Certainly, no one is writing California wine’s epitaph. Wine-grape growers there harvested a record crop last year, and winery owners said the quality of the grapes, perhaps partly because of drought stress, could produce memorable, high-cost vintages. Washington, by contrast, is still a relative upstart, which also means that its grape-growing lands are cheaper.
“Napa, while it is certainly world renowned, is a victim of own success in the price of land and the price of grapes,” said Carol C. Reber, the chief marketing officer at Duckhorn Wine Company, based in St. Helena, Calif. Duckhorn bought its first 20 acres of land in Washington in 2013, and last summer planted its first vines, mostly cabernet and a little merlot. The company produced its first Washington wine last fall, a cabernet sauvignon, with grapes purchased from other growers. Ms. Reber said the company would consider buying more land in Washington “if opportunity comes along.”
The drought itself is also different here. Unlike California, total precipitation across much of Washington and Oregon has actually been close to normal over the last year. But because of warmer-than-average temperatures last winter, more of that precipitation fell as rain than snow. That has thrown the irrigation systems, which depend on snow melt runoff, into a crisis of adaptation and planning. The Roza Irrigation District, for example, which supplies much of the Yakima Valley, including Mr. Boushey’s place, went dry last month — a temporary shutdown aimed at saving water for later in the summer.
But wine grapes also do best in dry summer conditions, which pushes the plants to send sugar into the grapes and not into the canopy of leaves. State agricultural officials have projected financial losses this year of $1.2 billion, with much of that pain concentrated here in the Yakima basin. But those losses will be tied largely to other plants: Wine grapes, because of their drought heartiness and dry summer cycles, are expected to skate through just fine.
“Of all the crops, I’m worried less about the wine grapes than any other,” said Markus Keller, a professor of viticulture at Washington State University. “Wine’s expansion will continue — if anything, it will accelerate,” he added.
The Yakima basin also embarked on a path of water management years ago that environmentalists have praised as a model of conservation and that wine grape growers say creates a more stable water outlook for the future. The Yakima Basin Integrated Plan, which was agreed upon in 2011 and is in the early stages of being carried out, brought together farmers, municipalities and the Yakama Nation Indian tribe around a system intended to make sure that farmers who depend on the Yakima River for irrigation could coexist with the fish in the river through water-storage, conservation and improved water passageways for fish heading upstream to spawn.
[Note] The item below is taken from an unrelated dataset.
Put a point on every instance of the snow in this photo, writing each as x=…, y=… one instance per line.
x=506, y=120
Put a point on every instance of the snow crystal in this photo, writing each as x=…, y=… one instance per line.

“The Yakima Plan shows how we move forward through the reality of climate change and ensure reliable water supplies and healthy rivers,” said Michael Garrity, who focuses on Puget Sound and the Columbia basin at American Rivers, a national conservation group. “It’s a huge step in the right direction.”
Some Washington wineries said there was more demand for their products than the grapes grown in the state could currently provide, which has forced them to reach out to other places for grapes … like California.
Washington’s biggest winemaker, Ste. Michelle Wine Estates, started buying California grapes in 2012, mainly for their lower-cost wines. Some of those sell for $8 to $10 a bottle under the Red Diamond brand, with California clearly stamped on the label. The company’s Two Vines brand, also in that price range, started using California grapes last year.
“Demand for Washington-grown grapes has outpaced production,” said Lynda R. Eller, a spokeswoman for Ste. Michelle.